As we continue our discussion of parenting for resiliency, we’re looking at the third of four factors, which is the ability to respond to the vagaries of life by making plans and following through. Resilient people are flexible, being able to face challenges with some measure of optimism and belief that their actions have an impact. So how do we raise capable kids?
- We look for opportunities for them to make choices;
- We ask for and welcome their help (even when it’s not so helpful like letting your preschooler dust knowing you’ll need to come behind them to finish up);
- We point out their accomplishments so they are able to see their own growth (“Do you remember when you were so overwhelmed in math class? And now you’re basically the quadratic equation queen!”);
- We resist the urge to do things for them even though it might be easier, quicker, or less frustrating;
- We tell them that they are capable and growing in their capability;
- We do not rescue them from failure, supporting them in managing their emotional response and helping them figure out ways to move forward anyway;
- We remain present so that we can bear witness to their efforts, offer support when asked for it, cheer them on when they need it, comfort them if they fail; and celebrate their accomplishments with them.

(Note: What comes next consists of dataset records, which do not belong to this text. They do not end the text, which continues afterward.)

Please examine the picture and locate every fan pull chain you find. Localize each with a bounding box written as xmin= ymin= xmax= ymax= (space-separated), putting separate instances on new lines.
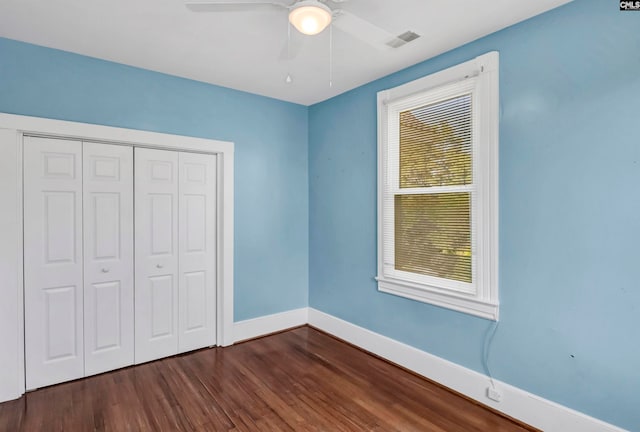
xmin=329 ymin=22 xmax=333 ymax=88
xmin=287 ymin=21 xmax=291 ymax=59
xmin=285 ymin=21 xmax=293 ymax=84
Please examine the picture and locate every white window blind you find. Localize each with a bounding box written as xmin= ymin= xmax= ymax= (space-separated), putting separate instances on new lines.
xmin=396 ymin=93 xmax=473 ymax=284
xmin=377 ymin=52 xmax=499 ymax=320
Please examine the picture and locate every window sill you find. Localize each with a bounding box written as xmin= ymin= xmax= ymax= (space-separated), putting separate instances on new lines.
xmin=376 ymin=276 xmax=499 ymax=321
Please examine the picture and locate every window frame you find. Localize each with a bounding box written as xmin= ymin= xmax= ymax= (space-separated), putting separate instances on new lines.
xmin=376 ymin=52 xmax=499 ymax=320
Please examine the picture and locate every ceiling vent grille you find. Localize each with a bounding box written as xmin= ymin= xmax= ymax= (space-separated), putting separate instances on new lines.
xmin=387 ymin=31 xmax=421 ymax=48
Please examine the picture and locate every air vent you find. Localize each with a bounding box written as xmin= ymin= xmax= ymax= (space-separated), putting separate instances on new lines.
xmin=387 ymin=31 xmax=421 ymax=48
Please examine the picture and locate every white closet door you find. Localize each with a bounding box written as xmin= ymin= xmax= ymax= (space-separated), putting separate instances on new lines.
xmin=135 ymin=148 xmax=179 ymax=364
xmin=83 ymin=142 xmax=134 ymax=376
xmin=178 ymin=152 xmax=217 ymax=353
xmin=24 ymin=136 xmax=84 ymax=389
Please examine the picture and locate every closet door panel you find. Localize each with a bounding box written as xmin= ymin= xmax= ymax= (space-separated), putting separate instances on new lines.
xmin=178 ymin=152 xmax=217 ymax=352
xmin=135 ymin=148 xmax=179 ymax=363
xmin=83 ymin=142 xmax=134 ymax=376
xmin=24 ymin=136 xmax=84 ymax=390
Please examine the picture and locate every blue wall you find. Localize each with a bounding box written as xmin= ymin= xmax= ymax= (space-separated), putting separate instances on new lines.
xmin=308 ymin=0 xmax=639 ymax=429
xmin=0 ymin=37 xmax=309 ymax=321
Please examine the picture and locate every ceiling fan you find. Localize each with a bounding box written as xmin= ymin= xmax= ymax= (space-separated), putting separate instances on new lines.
xmin=185 ymin=0 xmax=404 ymax=51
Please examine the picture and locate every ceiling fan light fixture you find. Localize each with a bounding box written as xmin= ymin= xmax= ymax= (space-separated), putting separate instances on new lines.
xmin=289 ymin=1 xmax=332 ymax=36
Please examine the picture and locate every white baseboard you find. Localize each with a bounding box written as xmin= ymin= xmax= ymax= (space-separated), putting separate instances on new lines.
xmin=307 ymin=308 xmax=627 ymax=432
xmin=233 ymin=308 xmax=308 ymax=343
xmin=234 ymin=307 xmax=625 ymax=431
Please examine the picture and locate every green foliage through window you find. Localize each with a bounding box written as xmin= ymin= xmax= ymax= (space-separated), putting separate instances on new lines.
xmin=399 ymin=94 xmax=472 ymax=188
xmin=395 ymin=94 xmax=473 ymax=283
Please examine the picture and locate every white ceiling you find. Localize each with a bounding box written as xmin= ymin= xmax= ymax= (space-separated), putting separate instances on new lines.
xmin=0 ymin=0 xmax=572 ymax=106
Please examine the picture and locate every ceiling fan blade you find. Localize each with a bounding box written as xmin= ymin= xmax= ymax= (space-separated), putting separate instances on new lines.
xmin=332 ymin=9 xmax=400 ymax=50
xmin=185 ymin=0 xmax=289 ymax=12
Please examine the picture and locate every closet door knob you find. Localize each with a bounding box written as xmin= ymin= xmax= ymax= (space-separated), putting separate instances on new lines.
xmin=101 ymin=268 xmax=110 ymax=273
xmin=156 ymin=264 xmax=164 ymax=269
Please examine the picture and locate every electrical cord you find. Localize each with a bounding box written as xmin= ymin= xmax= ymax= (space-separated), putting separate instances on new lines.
xmin=482 ymin=319 xmax=500 ymax=389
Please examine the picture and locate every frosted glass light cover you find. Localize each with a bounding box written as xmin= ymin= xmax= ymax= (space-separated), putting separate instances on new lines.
xmin=289 ymin=2 xmax=332 ymax=35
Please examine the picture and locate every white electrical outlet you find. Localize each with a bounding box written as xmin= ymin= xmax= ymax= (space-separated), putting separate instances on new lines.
xmin=486 ymin=386 xmax=503 ymax=402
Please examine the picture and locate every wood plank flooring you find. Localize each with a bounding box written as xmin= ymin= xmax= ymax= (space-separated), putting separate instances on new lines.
xmin=0 ymin=326 xmax=534 ymax=431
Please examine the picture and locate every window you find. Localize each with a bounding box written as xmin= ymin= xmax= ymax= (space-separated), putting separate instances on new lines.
xmin=377 ymin=52 xmax=499 ymax=320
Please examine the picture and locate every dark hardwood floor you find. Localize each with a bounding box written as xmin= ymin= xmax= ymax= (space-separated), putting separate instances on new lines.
xmin=0 ymin=326 xmax=534 ymax=431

This list looks easier than it is. We need to bring our own resiliency to it, particularly in managing our emotional response.
We can get anxious watching a child load the dishwasher “wrong” or seeing them make a mess of their big research project. It’s hard to watch our children struggle or suffer; it might make us impatient or even angry. Sometimes we have to walk away so we don’t step in and interfere with their learning.

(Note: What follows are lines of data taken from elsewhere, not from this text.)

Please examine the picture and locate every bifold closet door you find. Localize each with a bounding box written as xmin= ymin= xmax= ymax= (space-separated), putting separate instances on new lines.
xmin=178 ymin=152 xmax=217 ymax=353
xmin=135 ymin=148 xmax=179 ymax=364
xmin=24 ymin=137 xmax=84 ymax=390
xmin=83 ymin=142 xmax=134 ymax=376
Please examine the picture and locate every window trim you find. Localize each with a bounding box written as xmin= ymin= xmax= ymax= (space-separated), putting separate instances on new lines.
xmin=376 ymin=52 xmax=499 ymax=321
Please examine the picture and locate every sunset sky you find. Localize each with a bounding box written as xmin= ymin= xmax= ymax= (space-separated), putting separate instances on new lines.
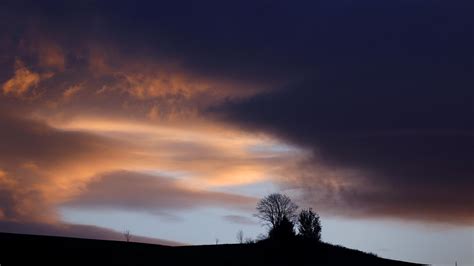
xmin=0 ymin=1 xmax=472 ymax=265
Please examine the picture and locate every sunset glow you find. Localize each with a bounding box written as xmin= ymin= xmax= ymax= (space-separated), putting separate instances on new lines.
xmin=0 ymin=1 xmax=472 ymax=265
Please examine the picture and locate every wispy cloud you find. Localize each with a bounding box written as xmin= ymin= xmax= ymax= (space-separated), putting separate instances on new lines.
xmin=222 ymin=215 xmax=257 ymax=225
xmin=63 ymin=171 xmax=258 ymax=213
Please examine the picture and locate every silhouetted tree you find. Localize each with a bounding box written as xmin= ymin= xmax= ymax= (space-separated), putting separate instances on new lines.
xmin=236 ymin=229 xmax=244 ymax=244
xmin=268 ymin=215 xmax=296 ymax=242
xmin=255 ymin=193 xmax=298 ymax=227
xmin=297 ymin=208 xmax=321 ymax=242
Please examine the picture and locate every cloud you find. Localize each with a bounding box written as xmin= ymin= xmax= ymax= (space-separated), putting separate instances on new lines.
xmin=37 ymin=40 xmax=65 ymax=71
xmin=123 ymin=71 xmax=209 ymax=100
xmin=208 ymin=1 xmax=474 ymax=225
xmin=0 ymin=0 xmax=292 ymax=97
xmin=0 ymin=108 xmax=298 ymax=225
xmin=0 ymin=112 xmax=134 ymax=222
xmin=62 ymin=84 xmax=82 ymax=102
xmin=216 ymin=76 xmax=474 ymax=225
xmin=222 ymin=215 xmax=257 ymax=225
xmin=47 ymin=116 xmax=300 ymax=187
xmin=0 ymin=0 xmax=472 ymax=233
xmin=2 ymin=60 xmax=41 ymax=97
xmin=63 ymin=171 xmax=257 ymax=213
xmin=0 ymin=220 xmax=182 ymax=246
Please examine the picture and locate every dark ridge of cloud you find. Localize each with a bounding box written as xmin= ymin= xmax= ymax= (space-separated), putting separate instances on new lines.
xmin=0 ymin=221 xmax=183 ymax=246
xmin=0 ymin=0 xmax=300 ymax=87
xmin=1 ymin=0 xmax=472 ymax=121
xmin=210 ymin=1 xmax=474 ymax=224
xmin=215 ymin=78 xmax=474 ymax=224
xmin=63 ymin=170 xmax=257 ymax=213
xmin=5 ymin=0 xmax=471 ymax=88
xmin=222 ymin=215 xmax=257 ymax=225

Adult children of dysfunctional families tend to project our own feelings of abandonment on them, assuming that not stepping in to rescue is the same as neglect. Or we may assume that our failures will inevitably be their failures. In our rush to protect them — to manage the challenge or give them advice or remind them not to get their hopes up — what we’re really doing is sending them the message that they are not capable.

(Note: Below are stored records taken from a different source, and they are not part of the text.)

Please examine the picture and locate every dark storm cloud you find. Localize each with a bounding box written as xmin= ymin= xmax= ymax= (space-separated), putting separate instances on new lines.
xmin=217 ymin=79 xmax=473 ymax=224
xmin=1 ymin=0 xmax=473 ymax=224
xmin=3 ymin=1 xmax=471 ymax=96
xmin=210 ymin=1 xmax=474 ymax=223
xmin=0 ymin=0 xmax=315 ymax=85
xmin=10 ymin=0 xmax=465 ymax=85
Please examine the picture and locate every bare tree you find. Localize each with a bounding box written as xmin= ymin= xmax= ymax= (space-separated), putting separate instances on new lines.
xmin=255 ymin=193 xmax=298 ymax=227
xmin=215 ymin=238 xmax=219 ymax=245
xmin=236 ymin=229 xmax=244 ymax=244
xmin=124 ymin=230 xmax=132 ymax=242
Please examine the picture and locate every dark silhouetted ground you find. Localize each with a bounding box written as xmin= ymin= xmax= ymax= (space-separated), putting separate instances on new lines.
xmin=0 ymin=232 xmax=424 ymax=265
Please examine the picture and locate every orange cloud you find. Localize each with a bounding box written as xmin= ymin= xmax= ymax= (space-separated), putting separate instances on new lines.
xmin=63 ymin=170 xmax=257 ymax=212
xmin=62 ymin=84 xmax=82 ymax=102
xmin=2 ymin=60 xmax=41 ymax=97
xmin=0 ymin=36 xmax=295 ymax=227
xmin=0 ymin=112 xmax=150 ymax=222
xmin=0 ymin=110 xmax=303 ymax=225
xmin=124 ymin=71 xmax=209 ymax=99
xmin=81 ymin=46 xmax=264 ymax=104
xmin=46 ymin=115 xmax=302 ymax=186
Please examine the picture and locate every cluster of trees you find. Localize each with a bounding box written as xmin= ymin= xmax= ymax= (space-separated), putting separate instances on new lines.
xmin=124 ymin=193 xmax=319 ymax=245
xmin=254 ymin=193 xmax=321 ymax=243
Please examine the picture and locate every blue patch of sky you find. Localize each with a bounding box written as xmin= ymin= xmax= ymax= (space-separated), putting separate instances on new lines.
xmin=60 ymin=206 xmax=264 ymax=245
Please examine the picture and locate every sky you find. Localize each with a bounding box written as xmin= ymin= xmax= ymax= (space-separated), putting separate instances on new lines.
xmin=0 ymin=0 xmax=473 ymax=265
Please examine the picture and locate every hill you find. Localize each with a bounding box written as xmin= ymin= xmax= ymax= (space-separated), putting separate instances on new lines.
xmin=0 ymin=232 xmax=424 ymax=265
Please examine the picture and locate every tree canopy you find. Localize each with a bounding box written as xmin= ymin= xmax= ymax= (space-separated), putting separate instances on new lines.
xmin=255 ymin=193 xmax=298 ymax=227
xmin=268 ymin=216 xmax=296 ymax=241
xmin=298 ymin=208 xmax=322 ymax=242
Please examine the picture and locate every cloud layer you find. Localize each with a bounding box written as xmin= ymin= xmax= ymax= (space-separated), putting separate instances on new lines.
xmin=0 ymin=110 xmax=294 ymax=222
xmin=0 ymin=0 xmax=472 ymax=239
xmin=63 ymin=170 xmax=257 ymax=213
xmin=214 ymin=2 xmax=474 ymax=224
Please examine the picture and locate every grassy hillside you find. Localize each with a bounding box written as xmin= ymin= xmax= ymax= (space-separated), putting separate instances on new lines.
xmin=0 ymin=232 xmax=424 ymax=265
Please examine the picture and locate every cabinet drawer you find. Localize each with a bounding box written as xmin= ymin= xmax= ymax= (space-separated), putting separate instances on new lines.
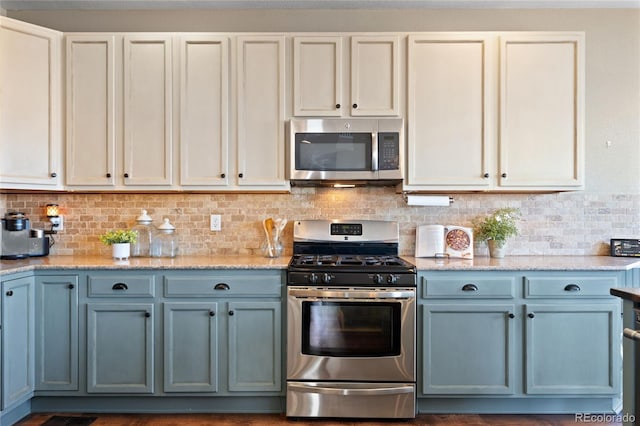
xmin=87 ymin=275 xmax=155 ymax=297
xmin=164 ymin=273 xmax=282 ymax=297
xmin=524 ymin=275 xmax=618 ymax=298
xmin=422 ymin=277 xmax=515 ymax=299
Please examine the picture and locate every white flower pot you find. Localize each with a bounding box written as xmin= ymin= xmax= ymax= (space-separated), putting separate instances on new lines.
xmin=488 ymin=240 xmax=507 ymax=258
xmin=112 ymin=243 xmax=131 ymax=260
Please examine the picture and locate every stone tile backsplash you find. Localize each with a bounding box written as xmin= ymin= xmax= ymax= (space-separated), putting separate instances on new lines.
xmin=1 ymin=189 xmax=638 ymax=257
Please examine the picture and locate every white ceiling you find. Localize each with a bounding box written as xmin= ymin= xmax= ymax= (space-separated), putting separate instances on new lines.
xmin=1 ymin=0 xmax=639 ymax=10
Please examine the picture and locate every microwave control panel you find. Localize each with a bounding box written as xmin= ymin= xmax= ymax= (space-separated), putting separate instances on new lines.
xmin=378 ymin=132 xmax=400 ymax=170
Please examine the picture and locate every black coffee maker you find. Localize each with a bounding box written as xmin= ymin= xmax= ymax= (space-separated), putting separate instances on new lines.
xmin=1 ymin=212 xmax=31 ymax=259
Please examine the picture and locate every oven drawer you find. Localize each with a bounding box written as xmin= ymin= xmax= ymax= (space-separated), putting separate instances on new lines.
xmin=287 ymin=382 xmax=415 ymax=419
xmin=421 ymin=276 xmax=515 ymax=299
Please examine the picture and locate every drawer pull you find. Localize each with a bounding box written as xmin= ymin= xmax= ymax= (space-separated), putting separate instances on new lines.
xmin=145 ymin=312 xmax=151 ymax=318
xmin=68 ymin=284 xmax=75 ymax=289
xmin=6 ymin=290 xmax=13 ymax=297
xmin=564 ymin=284 xmax=581 ymax=292
xmin=209 ymin=311 xmax=215 ymax=317
xmin=508 ymin=313 xmax=515 ymax=319
xmin=214 ymin=283 xmax=230 ymax=291
xmin=528 ymin=312 xmax=535 ymax=319
xmin=228 ymin=310 xmax=234 ymax=316
xmin=462 ymin=283 xmax=478 ymax=292
xmin=112 ymin=283 xmax=129 ymax=290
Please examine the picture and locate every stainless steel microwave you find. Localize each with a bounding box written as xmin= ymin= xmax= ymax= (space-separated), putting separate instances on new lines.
xmin=289 ymin=118 xmax=404 ymax=186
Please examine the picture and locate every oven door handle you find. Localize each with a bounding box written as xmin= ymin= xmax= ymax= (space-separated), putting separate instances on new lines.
xmin=623 ymin=328 xmax=640 ymax=342
xmin=288 ymin=288 xmax=415 ymax=299
xmin=287 ymin=383 xmax=414 ymax=396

Let’s imagine your tone deaf child wants to go out for the spring musical. You know they can’t sing. Or dance. You picture them up there on the stage, warbling away off-key. You remember your own humiliation going out for track that one time, when you tripped trying to make it over the hurdles. And then your parents’ “I told you so” or their completely indifference. Your stomach hurts remembering it and you can’t stand the thought of your own child going through that — the teasing, the humiliating walk away from the audition. You can’t stand it so you decide the kind thing would be to let them down easy, let them know their limits.
Oh I get it, I do but you can’t do that.
For one (big) thing, you are not your mother and your child is not you. Your child won’t get “I told you so” or have their experience completely ignored. You will be there to remind them that just showing up is a big accomplishment. You will be available to help them process their sadness or embarrassment. Or, who knows, you’ll be there to celebrate that they actually did get a part! Why not? Our children often surprise us.
Parenting for resiliency means you are parenting for your child to withstand failure and to thrive anyway. It’s teaching them to know that failure does not negate their basic worth as a human being (“I am lovable“) and that they have the capacity to manage painful feelings (“I can handle it“). See, parenting for resiliency — not success or happiness — has room for all human experiences.